The anthroposophic physician Gisbert Husemann placed her significance into a beautiful context when he made the following observations during a memorial article that he wrote about her in 1976 (in the German journal Beitraege zur Erweiterung der Heilkunst). He points out that Lili Kolisko’s work begins at the same time – in 1920 – when Rudolf Steiner holds his lecture cycle on Thomas Aquinas. Rudolf Steiner points out later on that in those lectures he had intended to demonstrate the new path that natural science needs to take into the future. Thomas Aquinas was still concerned in his time with a material world on earth and the spiritual world “in the heavens”. Today, Rudolf Steiner emphasized, this duality has to be bridged and the work of the spiritual world intimately affecting physical phenomena has to be recognized. It is perhaps not just a coincidence that quietly the researcher Lili Kolisko was beginning to fulfill precisely the challenge that Rudolf Steiner had postulated.

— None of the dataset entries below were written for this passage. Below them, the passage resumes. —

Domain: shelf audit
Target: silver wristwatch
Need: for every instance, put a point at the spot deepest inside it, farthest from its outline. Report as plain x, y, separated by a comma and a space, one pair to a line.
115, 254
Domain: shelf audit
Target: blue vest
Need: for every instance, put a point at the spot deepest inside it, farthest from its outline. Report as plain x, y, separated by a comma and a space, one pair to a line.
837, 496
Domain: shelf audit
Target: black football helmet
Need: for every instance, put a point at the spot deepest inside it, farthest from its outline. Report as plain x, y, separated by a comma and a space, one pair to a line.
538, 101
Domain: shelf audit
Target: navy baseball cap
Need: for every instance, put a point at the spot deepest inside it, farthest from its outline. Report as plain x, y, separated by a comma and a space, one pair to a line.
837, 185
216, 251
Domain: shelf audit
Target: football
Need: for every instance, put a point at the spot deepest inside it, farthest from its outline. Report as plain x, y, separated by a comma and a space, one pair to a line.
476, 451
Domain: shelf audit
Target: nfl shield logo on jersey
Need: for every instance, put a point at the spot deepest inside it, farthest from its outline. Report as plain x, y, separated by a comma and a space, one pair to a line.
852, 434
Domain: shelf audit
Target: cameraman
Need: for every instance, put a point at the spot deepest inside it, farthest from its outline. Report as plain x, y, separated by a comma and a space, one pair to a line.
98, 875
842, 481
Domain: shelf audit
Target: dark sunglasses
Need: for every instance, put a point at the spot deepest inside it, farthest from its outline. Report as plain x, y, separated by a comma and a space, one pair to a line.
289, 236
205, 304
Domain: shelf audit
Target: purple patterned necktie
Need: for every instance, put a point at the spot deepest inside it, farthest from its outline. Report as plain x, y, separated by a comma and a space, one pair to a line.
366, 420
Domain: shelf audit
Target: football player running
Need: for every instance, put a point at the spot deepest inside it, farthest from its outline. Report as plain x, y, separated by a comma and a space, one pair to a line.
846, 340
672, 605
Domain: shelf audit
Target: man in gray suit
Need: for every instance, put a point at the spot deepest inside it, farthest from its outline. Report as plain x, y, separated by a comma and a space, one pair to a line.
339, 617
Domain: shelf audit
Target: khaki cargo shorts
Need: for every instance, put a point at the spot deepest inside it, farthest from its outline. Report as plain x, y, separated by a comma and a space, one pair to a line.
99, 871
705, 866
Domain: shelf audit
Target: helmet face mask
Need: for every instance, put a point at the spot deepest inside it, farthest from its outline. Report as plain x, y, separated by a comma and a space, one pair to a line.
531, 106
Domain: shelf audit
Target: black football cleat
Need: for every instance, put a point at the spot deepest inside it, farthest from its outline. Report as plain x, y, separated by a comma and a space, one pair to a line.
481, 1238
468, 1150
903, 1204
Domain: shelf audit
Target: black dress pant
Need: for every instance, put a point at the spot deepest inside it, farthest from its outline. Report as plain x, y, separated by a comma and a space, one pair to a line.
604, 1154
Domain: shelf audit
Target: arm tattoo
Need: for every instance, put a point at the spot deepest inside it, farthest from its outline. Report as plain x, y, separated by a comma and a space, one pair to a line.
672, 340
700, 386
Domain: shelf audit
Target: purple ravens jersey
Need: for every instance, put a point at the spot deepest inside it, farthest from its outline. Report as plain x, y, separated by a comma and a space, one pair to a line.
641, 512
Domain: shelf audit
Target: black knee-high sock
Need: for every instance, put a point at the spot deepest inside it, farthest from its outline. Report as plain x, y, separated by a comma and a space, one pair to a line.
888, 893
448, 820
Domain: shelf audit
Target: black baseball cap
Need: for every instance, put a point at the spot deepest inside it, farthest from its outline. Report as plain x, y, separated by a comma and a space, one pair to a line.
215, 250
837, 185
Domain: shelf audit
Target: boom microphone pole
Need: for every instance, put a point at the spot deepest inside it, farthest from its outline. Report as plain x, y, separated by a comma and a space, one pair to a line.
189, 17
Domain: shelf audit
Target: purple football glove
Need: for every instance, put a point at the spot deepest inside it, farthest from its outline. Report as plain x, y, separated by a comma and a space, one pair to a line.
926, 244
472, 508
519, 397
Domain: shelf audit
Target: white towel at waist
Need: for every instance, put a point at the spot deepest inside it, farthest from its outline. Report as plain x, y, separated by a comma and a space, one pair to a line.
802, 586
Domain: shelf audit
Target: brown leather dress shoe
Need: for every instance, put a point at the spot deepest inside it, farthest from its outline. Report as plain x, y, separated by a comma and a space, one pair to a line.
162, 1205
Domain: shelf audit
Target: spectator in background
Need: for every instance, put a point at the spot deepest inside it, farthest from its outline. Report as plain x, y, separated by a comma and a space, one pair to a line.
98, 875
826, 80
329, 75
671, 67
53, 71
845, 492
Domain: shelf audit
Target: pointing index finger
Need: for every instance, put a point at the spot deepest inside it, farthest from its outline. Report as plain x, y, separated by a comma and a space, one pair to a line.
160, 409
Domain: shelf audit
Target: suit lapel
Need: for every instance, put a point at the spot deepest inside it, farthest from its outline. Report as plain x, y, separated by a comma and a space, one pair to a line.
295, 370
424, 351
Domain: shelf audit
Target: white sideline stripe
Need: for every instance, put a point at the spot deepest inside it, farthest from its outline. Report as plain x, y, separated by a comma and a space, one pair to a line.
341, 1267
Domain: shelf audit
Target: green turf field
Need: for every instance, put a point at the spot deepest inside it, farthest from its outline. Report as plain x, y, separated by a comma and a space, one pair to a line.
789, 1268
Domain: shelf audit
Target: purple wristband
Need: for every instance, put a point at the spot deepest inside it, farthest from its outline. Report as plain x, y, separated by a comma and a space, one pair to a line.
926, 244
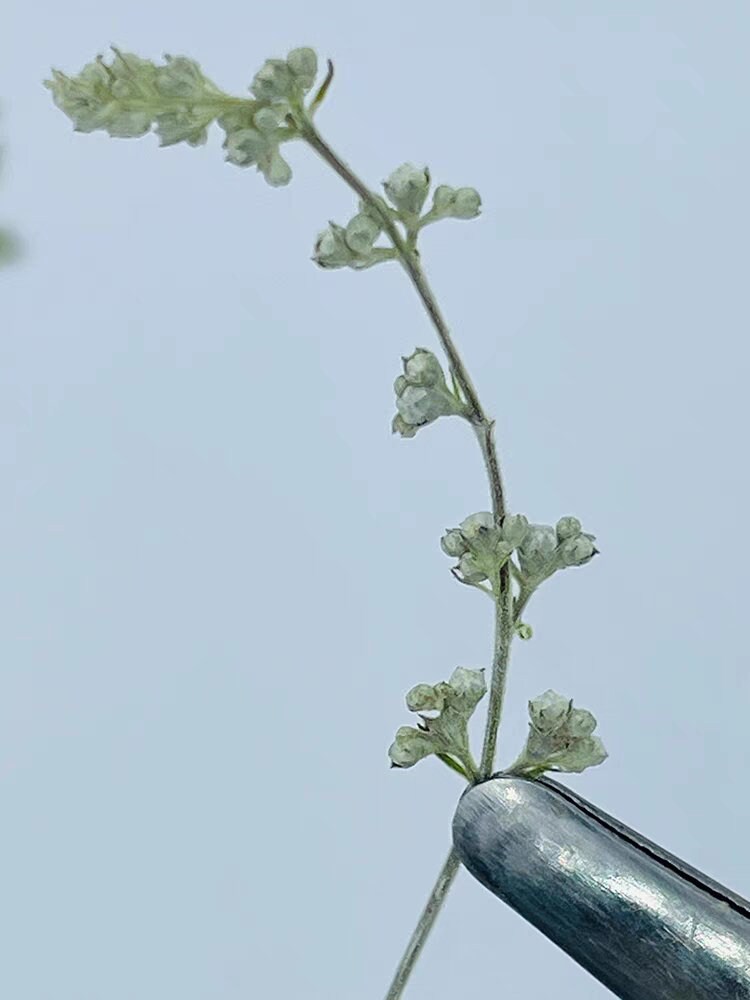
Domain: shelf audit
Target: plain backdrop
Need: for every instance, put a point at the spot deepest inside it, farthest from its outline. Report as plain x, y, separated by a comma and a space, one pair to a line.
220, 571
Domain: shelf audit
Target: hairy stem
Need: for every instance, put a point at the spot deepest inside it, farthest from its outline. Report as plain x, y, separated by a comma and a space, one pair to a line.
484, 429
426, 921
504, 620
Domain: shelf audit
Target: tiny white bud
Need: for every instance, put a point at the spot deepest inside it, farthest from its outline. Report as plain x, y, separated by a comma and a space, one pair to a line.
409, 747
475, 525
304, 65
453, 543
515, 528
423, 368
567, 527
549, 711
470, 569
466, 204
425, 698
407, 188
577, 551
361, 233
442, 199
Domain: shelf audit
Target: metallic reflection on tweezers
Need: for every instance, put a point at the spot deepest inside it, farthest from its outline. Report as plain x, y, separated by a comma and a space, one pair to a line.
645, 924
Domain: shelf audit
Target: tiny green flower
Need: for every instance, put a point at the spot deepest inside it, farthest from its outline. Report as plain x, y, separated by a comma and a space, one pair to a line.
560, 738
407, 189
422, 394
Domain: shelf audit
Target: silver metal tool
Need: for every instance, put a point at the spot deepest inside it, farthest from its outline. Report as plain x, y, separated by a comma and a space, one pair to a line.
645, 924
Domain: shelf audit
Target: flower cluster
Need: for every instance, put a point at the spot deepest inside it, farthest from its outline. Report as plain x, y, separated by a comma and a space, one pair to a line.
482, 547
545, 549
130, 96
446, 732
407, 187
560, 738
422, 394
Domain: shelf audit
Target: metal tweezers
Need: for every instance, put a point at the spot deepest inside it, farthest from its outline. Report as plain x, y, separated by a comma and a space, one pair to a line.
644, 923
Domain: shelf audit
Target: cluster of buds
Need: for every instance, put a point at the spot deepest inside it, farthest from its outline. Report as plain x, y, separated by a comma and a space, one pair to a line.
132, 95
422, 394
481, 546
560, 738
407, 189
445, 731
545, 549
353, 245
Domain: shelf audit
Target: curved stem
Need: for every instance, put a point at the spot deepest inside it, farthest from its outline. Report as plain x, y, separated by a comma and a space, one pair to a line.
425, 924
484, 428
410, 261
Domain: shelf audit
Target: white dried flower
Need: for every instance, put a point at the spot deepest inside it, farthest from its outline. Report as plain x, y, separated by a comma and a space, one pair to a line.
446, 733
407, 189
560, 738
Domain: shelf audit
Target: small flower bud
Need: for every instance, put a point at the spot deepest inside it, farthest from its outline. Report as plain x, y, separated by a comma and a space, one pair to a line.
181, 77
423, 368
442, 199
266, 119
361, 233
567, 527
577, 551
303, 63
409, 747
475, 525
407, 188
400, 426
453, 543
549, 711
274, 81
515, 528
455, 203
536, 553
559, 738
425, 698
470, 568
331, 248
466, 204
469, 687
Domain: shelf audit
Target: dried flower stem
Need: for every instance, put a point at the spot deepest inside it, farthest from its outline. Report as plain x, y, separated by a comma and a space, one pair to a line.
503, 594
421, 932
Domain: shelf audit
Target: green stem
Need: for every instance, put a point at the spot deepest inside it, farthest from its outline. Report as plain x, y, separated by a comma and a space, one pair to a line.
484, 428
425, 924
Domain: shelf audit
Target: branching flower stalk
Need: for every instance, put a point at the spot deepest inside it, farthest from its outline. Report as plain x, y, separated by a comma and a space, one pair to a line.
496, 551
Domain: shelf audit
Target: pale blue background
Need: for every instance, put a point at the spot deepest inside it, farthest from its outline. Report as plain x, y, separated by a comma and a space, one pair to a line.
220, 572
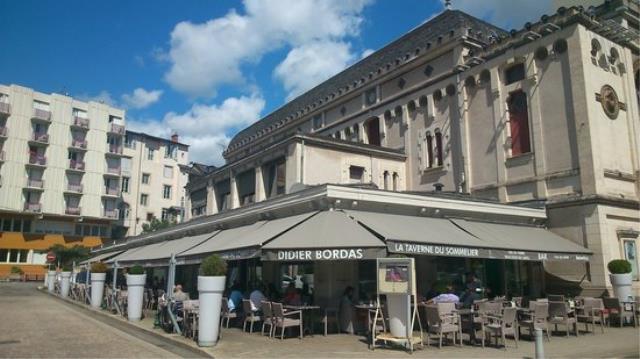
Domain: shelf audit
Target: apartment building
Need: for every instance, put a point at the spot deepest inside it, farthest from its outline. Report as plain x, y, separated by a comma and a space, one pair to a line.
153, 179
544, 116
60, 173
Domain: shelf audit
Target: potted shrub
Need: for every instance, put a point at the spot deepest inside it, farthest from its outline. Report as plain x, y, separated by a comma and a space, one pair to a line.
65, 280
16, 273
136, 279
98, 276
620, 276
211, 282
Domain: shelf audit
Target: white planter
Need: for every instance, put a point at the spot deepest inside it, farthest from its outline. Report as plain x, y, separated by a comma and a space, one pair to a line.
210, 302
135, 294
65, 284
621, 286
51, 281
97, 288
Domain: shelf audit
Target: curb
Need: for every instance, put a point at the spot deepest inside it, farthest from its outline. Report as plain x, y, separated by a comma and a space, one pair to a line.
116, 322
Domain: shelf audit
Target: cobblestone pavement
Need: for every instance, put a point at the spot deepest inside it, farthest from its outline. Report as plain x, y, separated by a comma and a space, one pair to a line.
33, 324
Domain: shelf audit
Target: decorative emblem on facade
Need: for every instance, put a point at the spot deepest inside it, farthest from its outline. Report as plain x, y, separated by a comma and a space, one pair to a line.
610, 103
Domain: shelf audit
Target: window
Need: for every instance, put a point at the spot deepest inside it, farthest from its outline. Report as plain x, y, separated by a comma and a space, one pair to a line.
129, 141
438, 148
168, 172
125, 184
514, 73
429, 141
317, 121
356, 174
519, 123
631, 254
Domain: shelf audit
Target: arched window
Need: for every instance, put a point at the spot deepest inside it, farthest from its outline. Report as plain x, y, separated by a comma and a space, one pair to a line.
429, 140
438, 150
396, 180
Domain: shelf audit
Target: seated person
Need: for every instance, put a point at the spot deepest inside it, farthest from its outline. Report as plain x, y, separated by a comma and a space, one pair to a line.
292, 296
446, 297
256, 297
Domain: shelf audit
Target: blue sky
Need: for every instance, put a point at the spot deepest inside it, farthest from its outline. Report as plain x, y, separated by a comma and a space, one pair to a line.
207, 68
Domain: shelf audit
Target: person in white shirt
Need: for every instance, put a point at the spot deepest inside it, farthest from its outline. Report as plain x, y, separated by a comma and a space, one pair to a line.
256, 297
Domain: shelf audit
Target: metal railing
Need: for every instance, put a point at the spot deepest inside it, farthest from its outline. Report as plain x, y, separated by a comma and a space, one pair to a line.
43, 115
76, 165
81, 122
35, 183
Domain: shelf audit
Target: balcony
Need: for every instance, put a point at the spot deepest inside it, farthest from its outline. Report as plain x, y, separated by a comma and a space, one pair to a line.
33, 183
116, 129
5, 109
76, 165
112, 192
74, 211
111, 213
37, 160
39, 138
80, 123
113, 171
79, 144
74, 188
41, 115
32, 207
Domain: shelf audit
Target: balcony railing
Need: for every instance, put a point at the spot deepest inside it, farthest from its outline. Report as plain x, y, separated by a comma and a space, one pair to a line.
111, 191
111, 213
39, 160
117, 129
77, 165
115, 149
81, 122
74, 187
35, 183
114, 170
33, 207
5, 109
42, 115
74, 211
40, 137
79, 144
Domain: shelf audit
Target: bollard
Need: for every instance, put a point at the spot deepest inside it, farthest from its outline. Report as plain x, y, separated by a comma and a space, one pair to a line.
539, 344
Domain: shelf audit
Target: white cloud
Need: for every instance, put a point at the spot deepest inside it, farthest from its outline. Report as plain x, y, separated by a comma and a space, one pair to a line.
512, 14
141, 98
309, 64
366, 53
206, 128
206, 55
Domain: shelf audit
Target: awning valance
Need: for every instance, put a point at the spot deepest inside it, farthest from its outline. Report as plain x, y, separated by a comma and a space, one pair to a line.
328, 235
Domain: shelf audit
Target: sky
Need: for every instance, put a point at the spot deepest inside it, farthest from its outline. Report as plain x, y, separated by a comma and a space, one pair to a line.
207, 69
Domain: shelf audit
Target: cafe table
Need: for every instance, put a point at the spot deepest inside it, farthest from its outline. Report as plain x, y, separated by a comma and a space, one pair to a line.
307, 315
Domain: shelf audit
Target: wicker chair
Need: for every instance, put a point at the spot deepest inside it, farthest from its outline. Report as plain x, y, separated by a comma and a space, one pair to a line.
282, 320
503, 325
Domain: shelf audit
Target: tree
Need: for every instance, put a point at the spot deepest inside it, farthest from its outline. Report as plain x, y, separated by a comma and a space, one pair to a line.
65, 256
157, 224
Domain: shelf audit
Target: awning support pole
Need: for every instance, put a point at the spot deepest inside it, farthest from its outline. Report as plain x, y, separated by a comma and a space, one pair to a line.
114, 293
171, 278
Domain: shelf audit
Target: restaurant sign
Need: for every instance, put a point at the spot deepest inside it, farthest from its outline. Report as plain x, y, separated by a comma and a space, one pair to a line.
323, 254
475, 252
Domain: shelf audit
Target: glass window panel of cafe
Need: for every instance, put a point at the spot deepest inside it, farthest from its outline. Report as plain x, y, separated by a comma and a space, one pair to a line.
301, 276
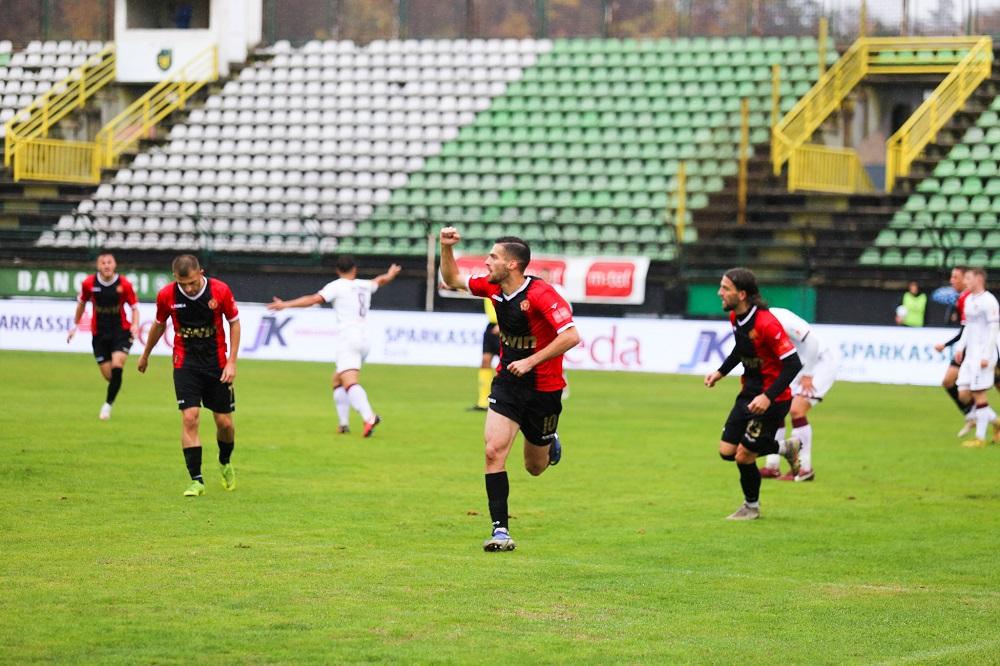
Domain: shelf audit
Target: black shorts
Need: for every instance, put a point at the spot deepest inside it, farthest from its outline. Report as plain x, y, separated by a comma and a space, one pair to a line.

She is bringing into the world awareness for physical phenomena that are clearly caused by spiritual events. Gisbert Husemann then quotes Rudolf Steiner who on 10.22.1922 (CW 218) bemoans the fact that not only the world at large is excluding from its consciousness the work and research of Lili Kolisko but rather, which is even more significant, the Anthroposophic Society itself is ignoring this work: “indeed we are not just working in the presence of an exclusion from the public consciousness but also we are in the presence of an exclusion of the interest from the Anthroposophic Society.”
One gets a heightened appreciation for Lili Kolisko’s work when one keeps in mind that Rudolf Steiner asked her to give a full lecture about her research during the Christmas Foundation meeting on the same day when he gave as the “Rhythm of the Day” the verse
This the Elemental Spirits hear
In the East, West, North, and South
May Human Beings hear it.
Rudolf Steiner had intended to direct a renewed appeal to the members of the Anthroposophic Society for financial support of the Kolisko research. With his death however in 1925 this appeal never materialized.
It is to be hoped that these fundamentally anthroposophic impulses of Lili Kolisko will find enough supporters in the future that her work can be continued.